Vários membros do Parlamento em Westminster estão instando o governo do Reino Unido a renegociar essa regra com a União Europeia, alegando que a restrição impede significativamente a mobilidade de cidadãos e empresas.
Este debate tem um significado particular para Portugal, já que o país continua sendo um destino principal para a comunidade britânica, tanto para turismo estendido quanto para investimento em segundas residências, especialmente nas regiões do Algarve e Lisboa.

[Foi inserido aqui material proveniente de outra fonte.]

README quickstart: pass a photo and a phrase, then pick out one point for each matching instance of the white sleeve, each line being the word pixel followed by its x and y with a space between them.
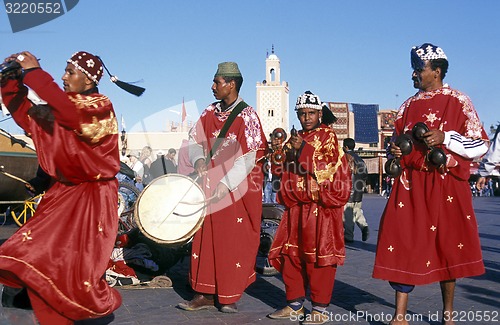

Atualmente, os portadores de passaportes britânicos podem permanecer no espaço Schengen por apenas 90 dias em qualquer período de seis meses. Essa restrição obrigou proprietários e aposentados a encurtar substancialmente suas estadias
em Portugal.As consequências econômicas desta medida em Portugal são particularmente aparentes nos setores imobiliário e de turismo de inverno, que dependem fortemente de residentes sazonais britânicos. Antes do Brexit, esses indivíduos podiam circular livremente; atualmente, a única opção legal para quem busca exceder o limite de três meses é obter um visto de residência ou de longo prazo, como o visto D7
A questão ganhou ainda mais urgência com a implementação iminente do Sistema de Entrada/Saída (EES) da União Europeia, que rastreará digital e automaticamente a duração da estadia de cidadãos de fora da UE. Esse sistema impossibilitará virtualmente as estadias não detectadas e sujeitará os infratores a multas e proibições substanciais de entrada no espaço Schengen
por até 3 anos.Para viajantes portugueses e empresas nacionais que operam no Reino Unido, essa mudança de regra pode significar maior fluidez nas relações comerciais e profissionais.
Membros do Parlamento britânico, incluindo Helen Morgan e Mary Foy, enfatizam que a restrição afeta não apenas aposentados, mas também profissionais e empresas voltadas para a exportação que exigem viagens frequentes entre as duas regiões.
Embora uma mudança unilateral por parte do Reino Unido não seja viável, uma vez que a regra dos 90 dias é um regulamento padrão da União Europeia para países terceiros, uma exceção negociada para cidadãos britânicos poderia ter efeitos imediatos na economia portuguesa.
Essa exceção permitiria, por exemplo, que milhares de britânicos mantivessem padrões de consumo consistentes, já que a regra atual os obriga a desocupar suas residências portuguesas no meio da temporada, criando lacunas no comércio local e nos serviços comunitários.